The code is basically complete but there is no documentation. I don't feel strongly about the name, but I do feel strongly about semantics.
What's currently known as "read-mostly locks" does not allow readers to sleep in the sleepable variant (sleep is only allowed for writers).
Part of the motivation is getting rid of the mild contention on eventhandler locks which shows up when running poudriere. They pop up everywhere for process and thread creation/destruction and some other things.
Primary motivation is taking care of the MAC problem.
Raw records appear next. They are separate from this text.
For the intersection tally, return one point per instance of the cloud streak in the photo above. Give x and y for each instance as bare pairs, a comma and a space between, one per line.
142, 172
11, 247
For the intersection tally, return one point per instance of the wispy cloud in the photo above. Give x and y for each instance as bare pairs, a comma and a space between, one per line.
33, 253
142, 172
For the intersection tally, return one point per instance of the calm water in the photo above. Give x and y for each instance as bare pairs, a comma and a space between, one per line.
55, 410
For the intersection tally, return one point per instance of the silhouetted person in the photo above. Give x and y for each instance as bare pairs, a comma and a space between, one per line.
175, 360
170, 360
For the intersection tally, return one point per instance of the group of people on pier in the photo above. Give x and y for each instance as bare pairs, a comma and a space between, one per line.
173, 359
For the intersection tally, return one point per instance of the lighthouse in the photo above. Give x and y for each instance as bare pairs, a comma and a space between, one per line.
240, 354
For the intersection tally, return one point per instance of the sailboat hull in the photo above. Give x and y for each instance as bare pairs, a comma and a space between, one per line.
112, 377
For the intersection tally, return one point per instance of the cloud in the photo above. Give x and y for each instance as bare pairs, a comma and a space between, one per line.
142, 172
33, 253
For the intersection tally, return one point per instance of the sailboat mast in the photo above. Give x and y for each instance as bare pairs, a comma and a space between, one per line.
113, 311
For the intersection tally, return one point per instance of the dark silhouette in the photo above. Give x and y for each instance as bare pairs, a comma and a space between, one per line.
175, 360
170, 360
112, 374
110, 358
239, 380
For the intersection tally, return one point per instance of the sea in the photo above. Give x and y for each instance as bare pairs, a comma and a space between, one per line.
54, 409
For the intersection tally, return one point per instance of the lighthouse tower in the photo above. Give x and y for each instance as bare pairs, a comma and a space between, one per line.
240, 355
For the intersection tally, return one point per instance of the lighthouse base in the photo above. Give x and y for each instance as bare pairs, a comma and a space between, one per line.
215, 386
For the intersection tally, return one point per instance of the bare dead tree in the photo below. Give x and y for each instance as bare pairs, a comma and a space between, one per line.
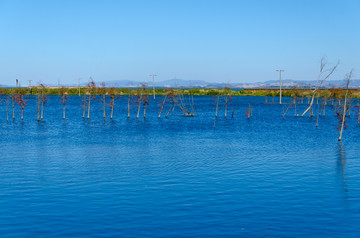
348, 78
324, 74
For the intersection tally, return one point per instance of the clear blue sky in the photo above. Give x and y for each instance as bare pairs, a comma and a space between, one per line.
217, 41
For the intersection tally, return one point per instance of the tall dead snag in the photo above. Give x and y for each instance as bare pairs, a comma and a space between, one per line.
113, 98
324, 74
41, 100
129, 102
145, 103
20, 99
217, 100
172, 100
63, 98
90, 91
102, 93
162, 105
248, 112
227, 98
348, 78
144, 98
357, 112
295, 95
138, 100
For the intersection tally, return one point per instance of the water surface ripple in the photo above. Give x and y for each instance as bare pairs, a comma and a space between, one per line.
266, 176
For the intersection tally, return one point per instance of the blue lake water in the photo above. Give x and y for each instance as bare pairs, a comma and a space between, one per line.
264, 176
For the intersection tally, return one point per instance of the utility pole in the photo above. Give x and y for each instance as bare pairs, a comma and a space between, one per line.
153, 75
280, 70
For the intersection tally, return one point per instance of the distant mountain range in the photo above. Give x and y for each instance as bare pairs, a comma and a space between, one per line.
180, 83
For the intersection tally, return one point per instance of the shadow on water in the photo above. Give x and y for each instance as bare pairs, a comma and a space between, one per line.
340, 166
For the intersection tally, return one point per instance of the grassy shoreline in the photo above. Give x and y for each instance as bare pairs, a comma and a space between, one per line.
324, 93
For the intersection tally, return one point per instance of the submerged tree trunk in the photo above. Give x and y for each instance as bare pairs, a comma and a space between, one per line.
89, 106
137, 115
42, 110
7, 110
162, 106
38, 110
104, 115
217, 106
13, 109
226, 102
129, 107
172, 105
112, 110
345, 100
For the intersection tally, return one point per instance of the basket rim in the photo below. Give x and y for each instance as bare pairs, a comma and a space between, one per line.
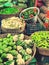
28, 9
34, 46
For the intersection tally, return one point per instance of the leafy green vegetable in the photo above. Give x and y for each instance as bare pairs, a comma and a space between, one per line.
9, 10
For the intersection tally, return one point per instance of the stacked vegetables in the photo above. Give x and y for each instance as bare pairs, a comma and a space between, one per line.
30, 13
13, 23
9, 10
41, 39
14, 50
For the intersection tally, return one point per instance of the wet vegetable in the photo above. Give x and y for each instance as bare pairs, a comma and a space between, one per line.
41, 39
9, 10
12, 51
30, 13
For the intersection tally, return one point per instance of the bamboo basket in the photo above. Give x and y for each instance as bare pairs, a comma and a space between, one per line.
26, 37
3, 16
4, 30
43, 51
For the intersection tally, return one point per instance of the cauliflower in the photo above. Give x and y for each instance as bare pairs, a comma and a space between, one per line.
19, 56
29, 51
28, 41
15, 38
9, 56
20, 62
19, 48
21, 36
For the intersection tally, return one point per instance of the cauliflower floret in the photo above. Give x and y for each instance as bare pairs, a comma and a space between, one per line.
21, 36
19, 48
19, 56
10, 57
29, 51
15, 38
28, 41
12, 63
20, 62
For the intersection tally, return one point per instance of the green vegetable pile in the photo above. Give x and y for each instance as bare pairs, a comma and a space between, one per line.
30, 13
41, 39
9, 10
14, 50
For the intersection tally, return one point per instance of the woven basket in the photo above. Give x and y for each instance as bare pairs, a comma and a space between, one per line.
5, 30
3, 16
26, 37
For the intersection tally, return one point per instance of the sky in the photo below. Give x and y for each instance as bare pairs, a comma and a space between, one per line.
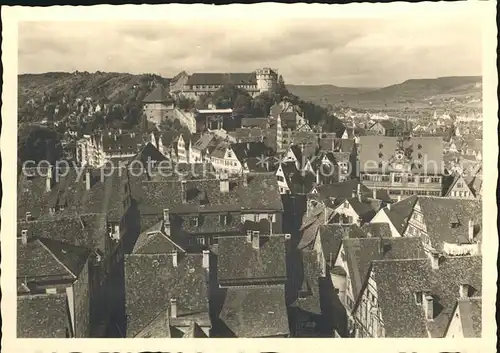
352, 53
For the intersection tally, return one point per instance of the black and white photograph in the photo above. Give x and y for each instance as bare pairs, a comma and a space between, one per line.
251, 177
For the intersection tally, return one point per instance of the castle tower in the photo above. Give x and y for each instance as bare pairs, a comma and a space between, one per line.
267, 79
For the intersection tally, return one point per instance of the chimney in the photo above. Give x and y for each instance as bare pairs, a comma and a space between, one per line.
206, 258
429, 307
183, 191
166, 216
434, 257
224, 183
256, 239
173, 308
24, 236
174, 258
471, 231
87, 180
464, 291
48, 180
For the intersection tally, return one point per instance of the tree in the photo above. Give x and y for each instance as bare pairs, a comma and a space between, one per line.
186, 103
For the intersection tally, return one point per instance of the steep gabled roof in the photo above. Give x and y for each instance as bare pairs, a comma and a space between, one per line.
158, 95
398, 280
151, 280
440, 212
361, 252
239, 262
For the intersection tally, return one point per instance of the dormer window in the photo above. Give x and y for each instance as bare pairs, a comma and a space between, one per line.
418, 296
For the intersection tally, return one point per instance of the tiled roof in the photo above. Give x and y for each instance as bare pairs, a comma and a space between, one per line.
309, 279
159, 327
471, 316
310, 226
152, 280
381, 149
342, 190
86, 230
155, 241
250, 150
438, 214
203, 141
122, 143
331, 236
397, 281
222, 79
239, 262
380, 230
360, 252
256, 312
158, 95
42, 316
255, 122
261, 193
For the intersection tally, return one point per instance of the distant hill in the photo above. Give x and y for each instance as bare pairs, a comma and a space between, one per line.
107, 86
418, 91
320, 93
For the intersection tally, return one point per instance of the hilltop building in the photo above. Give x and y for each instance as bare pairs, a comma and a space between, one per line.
199, 84
158, 106
403, 166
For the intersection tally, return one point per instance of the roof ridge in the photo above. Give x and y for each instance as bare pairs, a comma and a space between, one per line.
56, 258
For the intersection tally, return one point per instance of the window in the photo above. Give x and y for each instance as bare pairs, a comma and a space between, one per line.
200, 240
193, 221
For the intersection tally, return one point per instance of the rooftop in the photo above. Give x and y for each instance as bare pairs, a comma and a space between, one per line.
256, 312
240, 263
397, 281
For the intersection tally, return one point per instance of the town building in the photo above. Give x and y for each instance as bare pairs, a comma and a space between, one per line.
426, 290
201, 84
449, 226
96, 150
252, 271
403, 166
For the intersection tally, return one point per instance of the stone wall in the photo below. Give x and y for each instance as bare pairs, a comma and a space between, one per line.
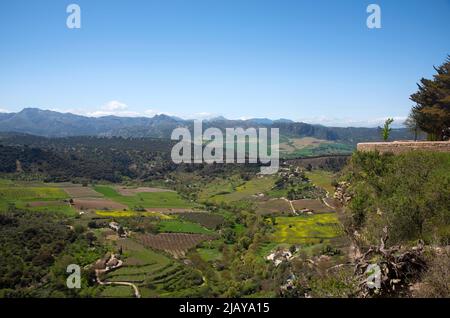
397, 147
The standard way to do checks is the following:
#define MAC_POLICY_CHECK(check, args...) do { \ struct mac_policy_conf *mpc; \ \ error = 0; \ LIST_FOREACH(mpc, &mac_static_policy_list, mpc_list) { \ if (mpc->mpc_ops->mpo_ ## check != NULL) \ error = mac_error_select( \ mpc->mpc_ops->mpo_ ## check (args), \ error); \ } \ if (!LIST_EMPTY(&mac_policy_list)) { \ mac_policy_slock_sleep(); \ LIST_FOREACH(mpc, &mac_policy_list, mpc_list) { \ if (mpc->mpc_ops->mpo_ ## check != NULL) \ error = mac_error_select( \ mpc->mpc_ops->mpo_ ## check (args), \ error); \ } \ mac_policy_sunlock_sleep(); \ } \ } while (0)
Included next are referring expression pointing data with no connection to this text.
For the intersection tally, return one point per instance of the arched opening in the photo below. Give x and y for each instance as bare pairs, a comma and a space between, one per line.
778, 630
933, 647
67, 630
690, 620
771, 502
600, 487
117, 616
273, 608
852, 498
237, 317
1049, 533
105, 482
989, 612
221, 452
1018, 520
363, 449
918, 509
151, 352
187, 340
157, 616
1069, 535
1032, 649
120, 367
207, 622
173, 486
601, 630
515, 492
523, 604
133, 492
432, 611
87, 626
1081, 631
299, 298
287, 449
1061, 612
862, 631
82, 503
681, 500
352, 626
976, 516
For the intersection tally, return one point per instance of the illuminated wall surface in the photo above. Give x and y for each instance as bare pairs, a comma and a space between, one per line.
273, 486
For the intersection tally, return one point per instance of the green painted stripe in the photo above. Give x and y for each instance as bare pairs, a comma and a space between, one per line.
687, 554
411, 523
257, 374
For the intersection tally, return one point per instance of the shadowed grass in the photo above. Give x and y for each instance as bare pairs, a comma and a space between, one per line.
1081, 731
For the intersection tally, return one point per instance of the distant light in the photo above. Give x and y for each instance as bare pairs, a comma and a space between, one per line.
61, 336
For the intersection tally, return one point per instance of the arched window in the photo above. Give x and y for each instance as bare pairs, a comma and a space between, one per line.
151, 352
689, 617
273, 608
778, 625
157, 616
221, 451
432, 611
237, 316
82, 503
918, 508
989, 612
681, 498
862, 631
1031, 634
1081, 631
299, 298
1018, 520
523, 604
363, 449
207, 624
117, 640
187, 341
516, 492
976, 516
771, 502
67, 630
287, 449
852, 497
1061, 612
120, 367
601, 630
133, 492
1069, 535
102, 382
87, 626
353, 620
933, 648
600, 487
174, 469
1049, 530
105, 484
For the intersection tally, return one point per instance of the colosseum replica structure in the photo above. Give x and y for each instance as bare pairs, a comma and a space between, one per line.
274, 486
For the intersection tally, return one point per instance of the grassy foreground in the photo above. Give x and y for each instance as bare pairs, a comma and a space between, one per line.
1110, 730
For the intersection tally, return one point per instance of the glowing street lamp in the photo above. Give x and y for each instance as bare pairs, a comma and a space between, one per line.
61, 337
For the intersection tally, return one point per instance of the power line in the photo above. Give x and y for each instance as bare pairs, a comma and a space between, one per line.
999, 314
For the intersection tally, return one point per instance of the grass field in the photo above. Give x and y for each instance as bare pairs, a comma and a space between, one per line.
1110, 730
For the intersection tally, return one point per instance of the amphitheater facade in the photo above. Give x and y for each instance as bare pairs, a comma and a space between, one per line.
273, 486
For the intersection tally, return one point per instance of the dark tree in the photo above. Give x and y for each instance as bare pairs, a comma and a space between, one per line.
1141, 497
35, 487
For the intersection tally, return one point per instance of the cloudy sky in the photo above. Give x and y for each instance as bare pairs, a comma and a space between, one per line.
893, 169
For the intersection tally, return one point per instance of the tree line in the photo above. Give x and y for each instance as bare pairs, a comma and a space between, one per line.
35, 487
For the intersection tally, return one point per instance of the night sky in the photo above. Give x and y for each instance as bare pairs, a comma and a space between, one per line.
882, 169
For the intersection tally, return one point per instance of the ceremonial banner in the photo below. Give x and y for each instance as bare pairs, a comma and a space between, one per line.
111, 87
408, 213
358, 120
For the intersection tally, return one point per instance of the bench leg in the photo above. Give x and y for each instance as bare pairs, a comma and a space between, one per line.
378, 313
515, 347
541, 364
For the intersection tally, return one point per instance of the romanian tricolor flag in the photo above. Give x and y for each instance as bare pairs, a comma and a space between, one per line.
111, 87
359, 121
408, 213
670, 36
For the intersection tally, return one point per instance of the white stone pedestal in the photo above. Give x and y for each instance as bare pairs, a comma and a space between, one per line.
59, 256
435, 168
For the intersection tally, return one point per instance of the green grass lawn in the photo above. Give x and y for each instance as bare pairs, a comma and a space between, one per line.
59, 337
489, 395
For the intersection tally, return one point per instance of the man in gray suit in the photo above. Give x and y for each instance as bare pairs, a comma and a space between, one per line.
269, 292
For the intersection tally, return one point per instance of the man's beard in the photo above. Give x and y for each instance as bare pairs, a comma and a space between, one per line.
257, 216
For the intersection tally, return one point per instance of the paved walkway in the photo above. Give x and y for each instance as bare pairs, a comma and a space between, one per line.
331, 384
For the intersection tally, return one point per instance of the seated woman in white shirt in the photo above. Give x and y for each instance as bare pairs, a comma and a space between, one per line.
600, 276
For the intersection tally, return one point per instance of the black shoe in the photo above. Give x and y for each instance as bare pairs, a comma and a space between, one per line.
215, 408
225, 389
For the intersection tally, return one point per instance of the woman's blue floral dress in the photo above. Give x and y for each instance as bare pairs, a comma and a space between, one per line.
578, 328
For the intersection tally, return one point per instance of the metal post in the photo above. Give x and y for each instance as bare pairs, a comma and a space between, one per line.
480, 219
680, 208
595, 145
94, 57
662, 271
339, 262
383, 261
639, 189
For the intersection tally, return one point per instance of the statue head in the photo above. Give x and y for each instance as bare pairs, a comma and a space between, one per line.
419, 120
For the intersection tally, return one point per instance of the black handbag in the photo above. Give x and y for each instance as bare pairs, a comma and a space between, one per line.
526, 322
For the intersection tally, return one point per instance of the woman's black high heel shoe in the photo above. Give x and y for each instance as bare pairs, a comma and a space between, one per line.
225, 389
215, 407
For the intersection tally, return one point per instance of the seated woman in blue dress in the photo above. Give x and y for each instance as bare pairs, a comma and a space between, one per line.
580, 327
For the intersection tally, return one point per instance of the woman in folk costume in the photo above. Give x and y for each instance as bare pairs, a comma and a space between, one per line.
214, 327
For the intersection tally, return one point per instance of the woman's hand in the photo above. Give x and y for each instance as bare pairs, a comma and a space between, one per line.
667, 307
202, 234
That is, there is not even a scan over a list of modules which provide the given hook, but all modules are scanned to see if they provide it. Should there a policy be loaded, a global shared lock is taken.
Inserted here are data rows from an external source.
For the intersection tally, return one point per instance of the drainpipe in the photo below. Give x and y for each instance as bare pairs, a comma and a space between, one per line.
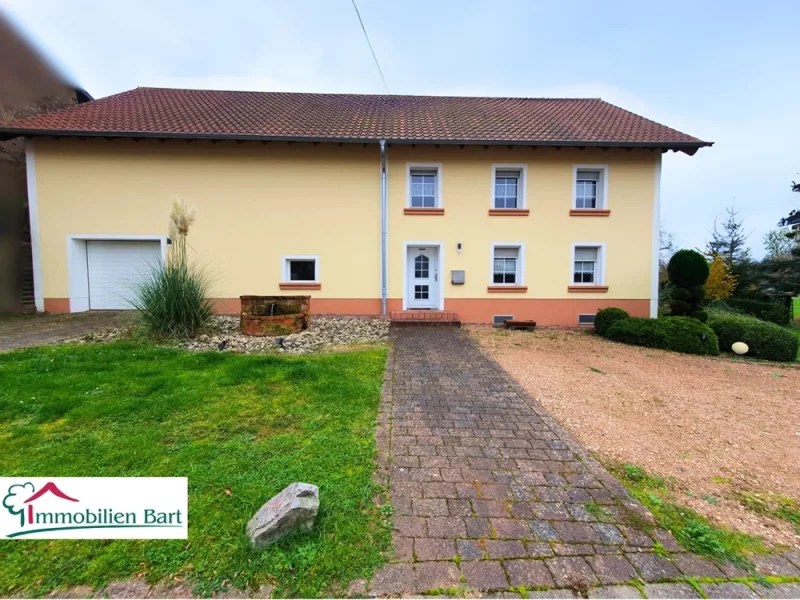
384, 227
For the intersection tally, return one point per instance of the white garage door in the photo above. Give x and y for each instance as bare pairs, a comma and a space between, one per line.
114, 270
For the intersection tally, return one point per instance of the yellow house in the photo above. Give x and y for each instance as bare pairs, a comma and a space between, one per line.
489, 208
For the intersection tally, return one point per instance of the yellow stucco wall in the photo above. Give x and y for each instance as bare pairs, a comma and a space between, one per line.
548, 231
256, 202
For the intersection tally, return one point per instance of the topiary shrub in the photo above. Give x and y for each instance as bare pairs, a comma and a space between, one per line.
766, 340
688, 271
688, 268
681, 334
606, 317
774, 312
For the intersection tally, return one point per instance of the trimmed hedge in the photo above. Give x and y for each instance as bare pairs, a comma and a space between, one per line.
766, 340
606, 317
681, 334
774, 312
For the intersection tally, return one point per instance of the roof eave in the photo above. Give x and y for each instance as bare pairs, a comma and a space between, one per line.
687, 147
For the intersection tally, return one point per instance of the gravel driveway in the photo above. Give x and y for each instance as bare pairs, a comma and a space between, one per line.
721, 427
20, 331
491, 495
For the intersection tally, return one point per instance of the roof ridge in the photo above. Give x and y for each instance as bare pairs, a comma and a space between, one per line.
362, 94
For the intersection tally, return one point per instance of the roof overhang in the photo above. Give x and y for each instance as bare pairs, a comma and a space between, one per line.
689, 148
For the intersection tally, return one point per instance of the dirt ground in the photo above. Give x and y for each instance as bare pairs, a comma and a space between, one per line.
19, 331
720, 427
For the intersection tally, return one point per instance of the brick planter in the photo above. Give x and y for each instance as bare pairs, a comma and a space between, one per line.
275, 315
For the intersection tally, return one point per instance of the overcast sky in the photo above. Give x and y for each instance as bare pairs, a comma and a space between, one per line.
722, 71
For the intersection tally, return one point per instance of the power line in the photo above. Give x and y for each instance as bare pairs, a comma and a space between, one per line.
364, 29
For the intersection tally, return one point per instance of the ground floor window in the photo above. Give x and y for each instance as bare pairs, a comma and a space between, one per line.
586, 265
506, 266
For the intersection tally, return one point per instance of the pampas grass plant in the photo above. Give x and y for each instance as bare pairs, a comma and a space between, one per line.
173, 301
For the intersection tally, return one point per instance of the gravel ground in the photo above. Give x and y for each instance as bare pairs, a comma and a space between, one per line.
223, 334
718, 426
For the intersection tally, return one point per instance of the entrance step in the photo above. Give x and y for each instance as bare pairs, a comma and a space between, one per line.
427, 318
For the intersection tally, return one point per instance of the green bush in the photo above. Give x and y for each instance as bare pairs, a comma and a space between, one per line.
688, 271
687, 268
173, 301
681, 334
774, 312
606, 317
766, 340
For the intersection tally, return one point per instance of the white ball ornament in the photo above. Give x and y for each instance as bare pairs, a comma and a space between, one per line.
740, 348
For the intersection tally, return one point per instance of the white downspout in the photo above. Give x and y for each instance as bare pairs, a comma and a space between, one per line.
384, 228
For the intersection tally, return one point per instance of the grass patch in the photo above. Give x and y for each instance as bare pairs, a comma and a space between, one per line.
693, 531
239, 427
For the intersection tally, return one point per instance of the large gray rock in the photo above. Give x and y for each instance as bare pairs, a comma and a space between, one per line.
294, 509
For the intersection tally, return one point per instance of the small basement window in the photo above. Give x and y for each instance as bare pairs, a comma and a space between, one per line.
301, 269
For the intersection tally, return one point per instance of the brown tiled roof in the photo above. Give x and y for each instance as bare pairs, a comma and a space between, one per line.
171, 113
Turns out the standard recommended setup today ends up loading mac_ntpd which triggers the following for standard MAC checks, most notably during file lookup. This turns out to significantly limit performance on arm64 as reported by @cperciva with this slock being found at the top of the profile (as a sample data point it increases -j 64 buildworld time from 10:45 to 14:00)
The following code was not yet benchmarked on arm64 but should do the trick.
Primary design goal is to provide cheap fast path for sleepable read-locking with main assumption being that write locking almost never happens. The code maintains a per-cpu reader counter and uses an IPI handler to switch to writing. It basically is a variation of what rmlocks are doing.
epoch was suggested but I disagree with its use due to much more expensive fast path with no advantages for the intended use case (that is, no writers almost ever)
Note both on stock head and with the current patch loading and unloading policies partially stalls execution. This can be fixed with no overhead for regular runtime but extra complexity for the modifying code and I consider it not worth it either since any of these ops should almost never happen anyway (compared to how often the lock is taken for reading).
Also note MAC should be modified to provide lists of modules with a given hooks instead. This would happen to have a side effect of not degrading performance in buildworld when mac_ntpd is loaded, but would still suffer if something callable was loaded. As such, the fix applies regardless.